Sal de advenimiento

No desperté con el trinar de los pájaros, sino con un cielo ardiente. La ciudad no se cubría de azul, sino de morado y ceniza. Penitencia, penitencia.

—Jessenia, ¿irás a la heladería esta mañana? No me dejes como la otra vez.

—Sí, no te preocupes. Son solo quince minutos. Además, es solo una caminata al parque. No está tan lejos.

—Bueno, allá tú. Tú eres la que sabes tus cosas. Adiós. —Colgó el teléfono.

No lo soporto.

Me dispuse a ponerme mis tenis y salir de casa. Mi casa, el parque y la heladería quedan bastante cerca, ese es Gabriel que le ladilla y le parece muy lejos caminar desde la plaza, y será que por eso vive en el local prácticamente.

En fin, iba trotando con mis auriculares, haciendo oídos sordos a lo que pasaba a mi alrededor, y a mis ojos ciegos. Cuando tengo un momento para mí, es para mí; me molesta encontrarme con algún conocido en la calle y tener que hablarle así sea por un minuto, tiempo que podría invertir en pro de mi bienestar. La carga que tengo con Gabo en la heladería es inmensa. Lo quiero, es mi amigo, pero detesto cuando se enfada. Que si no hay leche, que si no hay chocolate, nos falta un maldito cargamento de frutas... bla, bla, bla.

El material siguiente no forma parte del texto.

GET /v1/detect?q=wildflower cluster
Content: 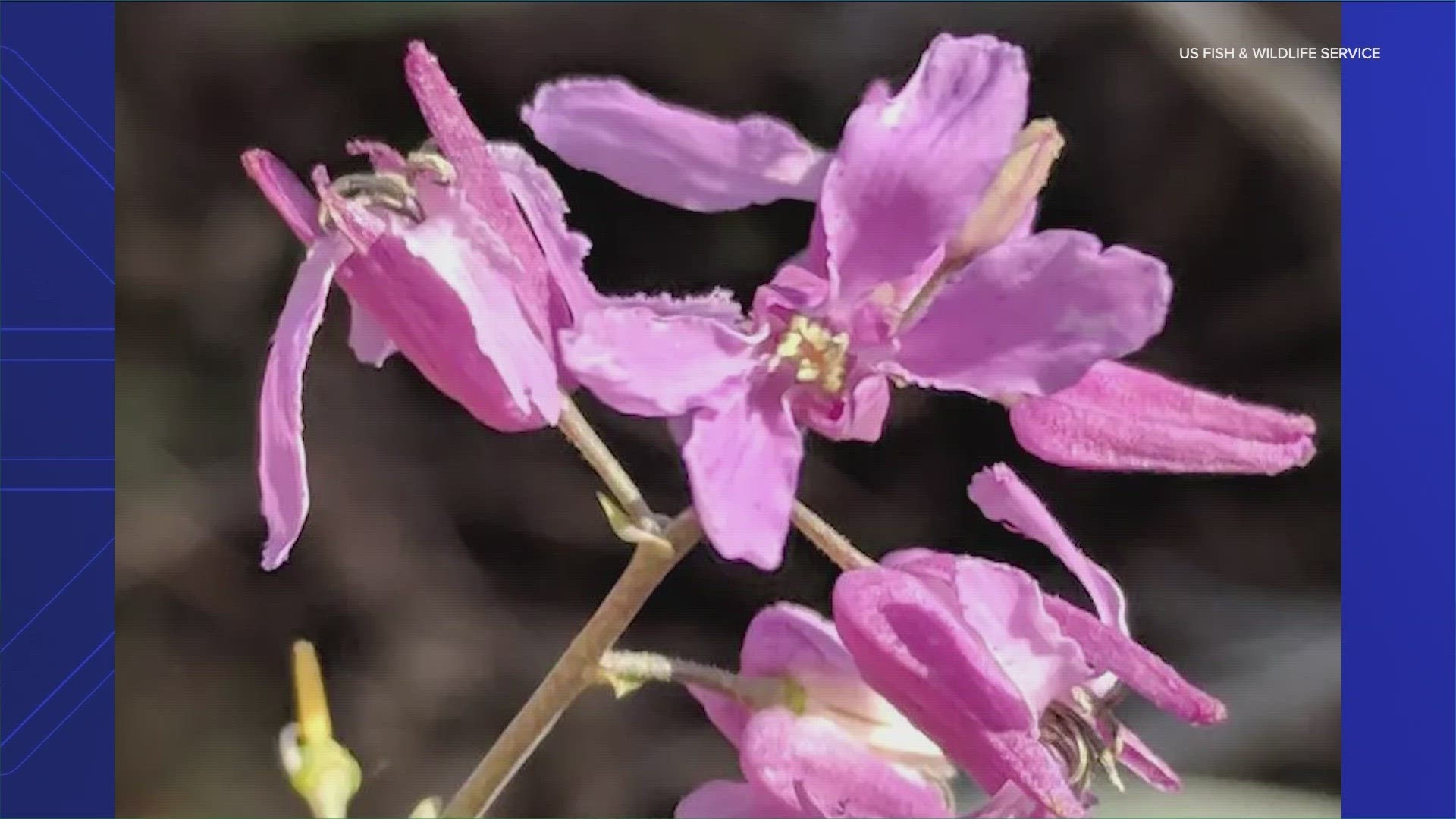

Total, que iba trotando, sorda de bola, ni pendiente de lo que pasaba. Vi de casualidad los rostros de las personas, sus expresiones eran de angustia. Miraban al cielo. Me quité los audífonos, volteé, y observé cómo un avión dispersaba un gas de color morado desde su interior. De repente, miles de proyectiles salieron de los tejados de los edificios más altos y soltaron un líquido incoloro, como agua, y nos empapó. El gas también llegó al nivel del suelo. El cielo sufrió una transformación infernal de punta a punta. La gente empezó a arder en llamas, se revolcaban en el piso, pero peor fue el asunto al darme cuenta de que yo misma me estaba quemando. La piel, el cabello, los ojos, no podía ni siquiera gritar porque hasta mi garganta se volvía ceniza. Me estaba muriendo, me estaba muriendo.

—¡Jessenia! ¡Jessenia! —dijo una voz reverberante. Sentí una cachetada en la cara y desperté llena de sudor.

—¡¿Qué coño fue lo que pasó?! ¡¿Qué...?! Ah, maldita sea.

—Jessenia, ¿estás bien...? —Pero lo interrumpí y fui directo a la ventana. El cielo seguía normal, pero en la reja conseguí un pote que decía permanganato de potasio.

—Eh... ¡Gabo, querido! Me arrepiento de siempre decirte que eres un insufrible. Perdón, ¿sí? —Le di un beso en la frente—. Hoy te voy a ayudar.